Some hotels did report rooms were available, although there was a catch. The Hilton, located next door to the convention center, was selling rooms for $269 a night.
Those with no choice ended up at shelters like the Delco Activity Center, located on the far Northeast side of the city. In a facility that, in happier times, hosts all the city’s public high school graduations, 775 people slept, on air mattresses or the bare floor. Mothers clutched infant babies to their chest to rock them to sleep. Families pressed their bodies together as they dozed. Children too excited to sleep played on the stairs, one group having a swordfight with plastic clothing hangers. Pets, from cats and dogs to roosters, chickens and birds, were logged in and kept in a separate room. The bleachers were divided into sections, one for single men, another single women. Those people uncomfortable with sleeping in the dark huddled near lit stairwells or tucked themselves under tables.
Those families who showed up after midnight (when the shelter was full) slept outside in their cars or set up makeshift camps with tents.
Two policemen and various Red Cross volunteers hurried about in an environment that was somewhat tranquil, but tense.
“You don’t know if you have a job to go back to,” said Danny Morales, a construction worker from Port Lavaca, Tex. He said he is most worried about his four kids. „For them, it was more dramatic. They don’t know what’s going on,” he said.

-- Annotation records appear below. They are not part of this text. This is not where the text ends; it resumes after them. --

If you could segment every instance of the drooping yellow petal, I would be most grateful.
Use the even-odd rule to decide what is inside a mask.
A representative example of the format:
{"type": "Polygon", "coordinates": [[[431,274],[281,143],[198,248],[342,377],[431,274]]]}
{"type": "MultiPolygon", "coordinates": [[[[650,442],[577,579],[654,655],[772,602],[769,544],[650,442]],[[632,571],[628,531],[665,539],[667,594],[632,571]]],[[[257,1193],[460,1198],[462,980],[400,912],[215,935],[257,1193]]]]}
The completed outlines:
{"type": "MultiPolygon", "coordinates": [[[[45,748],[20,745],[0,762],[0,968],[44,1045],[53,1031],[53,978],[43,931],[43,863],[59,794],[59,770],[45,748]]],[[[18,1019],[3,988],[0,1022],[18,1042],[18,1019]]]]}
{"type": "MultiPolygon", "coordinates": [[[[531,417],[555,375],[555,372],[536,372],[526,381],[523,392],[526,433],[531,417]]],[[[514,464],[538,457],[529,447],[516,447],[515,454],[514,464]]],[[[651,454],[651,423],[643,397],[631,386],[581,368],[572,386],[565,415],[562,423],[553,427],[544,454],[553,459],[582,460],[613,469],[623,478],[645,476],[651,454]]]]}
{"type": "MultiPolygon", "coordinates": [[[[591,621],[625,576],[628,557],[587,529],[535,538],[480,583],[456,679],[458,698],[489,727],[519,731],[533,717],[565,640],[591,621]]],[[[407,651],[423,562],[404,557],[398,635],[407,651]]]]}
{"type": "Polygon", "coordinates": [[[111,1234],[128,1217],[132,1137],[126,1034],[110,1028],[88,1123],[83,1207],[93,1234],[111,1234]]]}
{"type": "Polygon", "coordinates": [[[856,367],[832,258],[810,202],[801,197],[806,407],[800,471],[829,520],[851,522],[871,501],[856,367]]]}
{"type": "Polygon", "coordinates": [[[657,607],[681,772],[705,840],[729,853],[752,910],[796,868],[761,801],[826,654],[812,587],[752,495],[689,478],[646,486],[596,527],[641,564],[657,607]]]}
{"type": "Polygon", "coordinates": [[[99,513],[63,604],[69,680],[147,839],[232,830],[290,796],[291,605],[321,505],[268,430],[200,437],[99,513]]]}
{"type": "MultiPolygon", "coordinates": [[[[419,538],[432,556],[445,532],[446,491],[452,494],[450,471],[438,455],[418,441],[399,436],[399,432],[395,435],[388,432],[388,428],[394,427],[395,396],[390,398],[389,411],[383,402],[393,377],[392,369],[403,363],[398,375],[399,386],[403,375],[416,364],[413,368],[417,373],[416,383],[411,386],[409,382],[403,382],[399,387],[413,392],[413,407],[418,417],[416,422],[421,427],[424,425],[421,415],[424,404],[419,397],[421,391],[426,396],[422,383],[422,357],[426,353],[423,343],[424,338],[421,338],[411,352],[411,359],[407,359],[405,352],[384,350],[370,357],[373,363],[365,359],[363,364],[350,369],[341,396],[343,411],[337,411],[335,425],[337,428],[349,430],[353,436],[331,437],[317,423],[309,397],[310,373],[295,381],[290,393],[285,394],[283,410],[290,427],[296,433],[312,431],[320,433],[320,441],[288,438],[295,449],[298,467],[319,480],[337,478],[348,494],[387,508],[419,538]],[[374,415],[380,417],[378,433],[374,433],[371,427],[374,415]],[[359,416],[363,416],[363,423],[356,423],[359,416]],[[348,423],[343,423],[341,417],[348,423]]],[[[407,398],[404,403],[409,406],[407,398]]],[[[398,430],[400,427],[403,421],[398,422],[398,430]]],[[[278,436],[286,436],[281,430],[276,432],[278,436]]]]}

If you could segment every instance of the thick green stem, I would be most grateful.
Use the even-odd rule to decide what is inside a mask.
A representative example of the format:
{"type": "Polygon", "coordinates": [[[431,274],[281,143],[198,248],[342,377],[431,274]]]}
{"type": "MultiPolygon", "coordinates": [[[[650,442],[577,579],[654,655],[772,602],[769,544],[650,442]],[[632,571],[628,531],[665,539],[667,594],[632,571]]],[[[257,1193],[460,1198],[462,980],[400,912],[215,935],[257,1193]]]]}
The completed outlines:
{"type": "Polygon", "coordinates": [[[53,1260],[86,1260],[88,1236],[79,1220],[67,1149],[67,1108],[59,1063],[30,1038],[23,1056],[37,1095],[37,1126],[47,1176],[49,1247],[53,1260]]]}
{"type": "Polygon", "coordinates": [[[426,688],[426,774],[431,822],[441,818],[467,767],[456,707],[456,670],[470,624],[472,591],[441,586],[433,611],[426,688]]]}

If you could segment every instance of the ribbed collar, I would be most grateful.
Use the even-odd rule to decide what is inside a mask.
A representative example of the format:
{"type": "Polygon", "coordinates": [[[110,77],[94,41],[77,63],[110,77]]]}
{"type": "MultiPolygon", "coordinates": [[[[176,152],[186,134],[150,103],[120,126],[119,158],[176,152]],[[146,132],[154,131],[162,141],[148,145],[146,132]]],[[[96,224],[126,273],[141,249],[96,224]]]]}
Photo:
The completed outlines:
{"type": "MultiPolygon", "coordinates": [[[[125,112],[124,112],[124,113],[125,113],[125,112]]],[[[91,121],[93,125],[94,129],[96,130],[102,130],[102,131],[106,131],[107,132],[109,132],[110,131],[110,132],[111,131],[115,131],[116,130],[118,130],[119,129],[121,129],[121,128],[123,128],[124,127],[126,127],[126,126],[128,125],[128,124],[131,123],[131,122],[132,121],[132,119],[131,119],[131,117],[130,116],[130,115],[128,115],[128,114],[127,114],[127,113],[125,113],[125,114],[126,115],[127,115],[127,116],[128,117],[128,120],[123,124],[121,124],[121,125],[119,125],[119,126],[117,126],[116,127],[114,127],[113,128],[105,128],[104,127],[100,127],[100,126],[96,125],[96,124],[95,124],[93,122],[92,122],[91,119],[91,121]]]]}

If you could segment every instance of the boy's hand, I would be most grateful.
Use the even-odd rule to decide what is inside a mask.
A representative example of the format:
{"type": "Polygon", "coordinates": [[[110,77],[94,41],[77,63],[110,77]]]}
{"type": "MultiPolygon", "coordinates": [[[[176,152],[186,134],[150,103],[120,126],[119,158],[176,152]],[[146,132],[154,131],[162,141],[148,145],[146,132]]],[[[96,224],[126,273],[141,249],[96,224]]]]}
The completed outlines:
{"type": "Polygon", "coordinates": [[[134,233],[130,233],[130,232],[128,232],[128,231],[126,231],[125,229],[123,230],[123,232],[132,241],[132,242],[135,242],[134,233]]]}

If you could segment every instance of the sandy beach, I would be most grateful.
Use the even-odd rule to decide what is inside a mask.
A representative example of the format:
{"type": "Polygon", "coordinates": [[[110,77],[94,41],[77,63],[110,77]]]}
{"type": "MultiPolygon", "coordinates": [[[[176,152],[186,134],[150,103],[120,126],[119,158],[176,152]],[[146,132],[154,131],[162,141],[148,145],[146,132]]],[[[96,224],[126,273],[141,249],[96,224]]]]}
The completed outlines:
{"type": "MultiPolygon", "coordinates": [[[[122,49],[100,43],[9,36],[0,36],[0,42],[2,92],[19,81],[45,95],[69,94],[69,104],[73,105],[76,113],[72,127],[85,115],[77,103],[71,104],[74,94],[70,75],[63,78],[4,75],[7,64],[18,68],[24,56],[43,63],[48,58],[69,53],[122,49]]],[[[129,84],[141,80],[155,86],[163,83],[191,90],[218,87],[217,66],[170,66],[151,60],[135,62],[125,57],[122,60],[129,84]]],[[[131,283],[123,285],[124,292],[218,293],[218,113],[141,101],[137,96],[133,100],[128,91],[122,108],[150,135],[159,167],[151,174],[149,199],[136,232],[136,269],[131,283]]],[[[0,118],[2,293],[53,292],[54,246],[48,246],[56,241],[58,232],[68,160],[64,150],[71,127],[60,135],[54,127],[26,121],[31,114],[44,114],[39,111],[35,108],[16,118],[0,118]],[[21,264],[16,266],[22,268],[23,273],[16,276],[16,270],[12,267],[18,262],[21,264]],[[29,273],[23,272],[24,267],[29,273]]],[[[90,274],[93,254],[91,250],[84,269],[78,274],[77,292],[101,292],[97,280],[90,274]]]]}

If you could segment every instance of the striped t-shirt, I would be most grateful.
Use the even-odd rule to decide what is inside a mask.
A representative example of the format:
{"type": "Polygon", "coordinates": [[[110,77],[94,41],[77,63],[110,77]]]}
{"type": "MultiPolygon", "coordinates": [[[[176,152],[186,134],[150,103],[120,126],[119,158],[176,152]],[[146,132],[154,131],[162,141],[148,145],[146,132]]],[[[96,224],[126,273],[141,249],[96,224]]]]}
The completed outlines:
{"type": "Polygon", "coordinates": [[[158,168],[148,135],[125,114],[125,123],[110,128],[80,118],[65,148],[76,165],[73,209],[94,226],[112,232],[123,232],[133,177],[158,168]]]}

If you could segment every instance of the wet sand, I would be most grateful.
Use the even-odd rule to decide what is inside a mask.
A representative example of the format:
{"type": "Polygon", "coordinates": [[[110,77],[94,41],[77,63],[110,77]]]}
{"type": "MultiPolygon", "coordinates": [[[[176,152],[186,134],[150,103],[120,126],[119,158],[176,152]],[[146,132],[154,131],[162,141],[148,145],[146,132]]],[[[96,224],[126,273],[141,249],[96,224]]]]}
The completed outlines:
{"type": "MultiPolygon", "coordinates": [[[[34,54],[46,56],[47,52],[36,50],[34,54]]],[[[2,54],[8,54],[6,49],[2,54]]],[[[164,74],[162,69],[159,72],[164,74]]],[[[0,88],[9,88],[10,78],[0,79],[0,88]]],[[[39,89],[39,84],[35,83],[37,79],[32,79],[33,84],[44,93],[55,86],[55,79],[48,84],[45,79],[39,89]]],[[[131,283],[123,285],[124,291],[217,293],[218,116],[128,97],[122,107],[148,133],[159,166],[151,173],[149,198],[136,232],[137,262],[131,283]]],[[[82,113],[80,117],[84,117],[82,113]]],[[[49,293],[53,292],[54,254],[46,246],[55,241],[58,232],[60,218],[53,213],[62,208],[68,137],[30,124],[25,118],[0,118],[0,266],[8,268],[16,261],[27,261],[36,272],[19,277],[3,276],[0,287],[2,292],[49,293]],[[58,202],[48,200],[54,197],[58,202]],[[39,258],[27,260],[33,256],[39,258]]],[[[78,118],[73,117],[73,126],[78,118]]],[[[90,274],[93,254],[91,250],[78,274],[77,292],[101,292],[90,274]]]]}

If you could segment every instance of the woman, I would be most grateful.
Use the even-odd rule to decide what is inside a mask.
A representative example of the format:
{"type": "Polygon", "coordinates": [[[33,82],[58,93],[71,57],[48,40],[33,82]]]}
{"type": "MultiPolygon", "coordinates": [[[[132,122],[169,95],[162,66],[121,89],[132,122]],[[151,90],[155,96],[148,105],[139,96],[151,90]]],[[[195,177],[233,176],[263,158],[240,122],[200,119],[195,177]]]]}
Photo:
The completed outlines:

A group evacuation had an effect many did not realize: it brought families together. Mickey Garza and Cassandra Munoz, both 17 from Wharton, Tex., sat together in a hallway. They said they spent the day playing cards and dominos. “It’s more time with my family. I don’t see her a lot,” Garza said.
Henry Flores, a 17-year-old from El Campo, Tex., arrived with 40 family members, although their presence couldn’t ease his nerves. “I feel scared,” he said. On the way to the shower, he clutched a bottle of shampoo, “one of the most important things” he remembered to pack.
Tourists arriving in Austin for a weekend of good music were not fazed by the turn of events. During his set Friday, singer-songwriter Steve Earle polled the number of Houston people in the audience and half the crowd screamed. “Tickets are a good investment aren’t they? If the hurricane hits (Saturday), head for Washington,” he said.
Tim Shevlin, 46, of Arlington Heights, said he didn’t cancel his travel plans because he was convinced Austin would experience a “storm, not a hurricane.” “And we’ve all been in storms,” he said.
“I think (the festival organizers) will try to make it better than ever to prove they can weather the storm,” he said.
Despite the turn of events, in some parts of Austin, life continued as normal. Marching bands blared and fans cheered during a high school football game between the LBJ Jaguars and the Lampasas Badgers. Badgers bus driver Lanette Higgins said her town, located west of Austin, also welcomed evacuees from Katrina and Rita. What upset her was hearing about the people left behind at the Superdome. “You’ve got to pull it together,” she said. “This is a nation that pulls together.”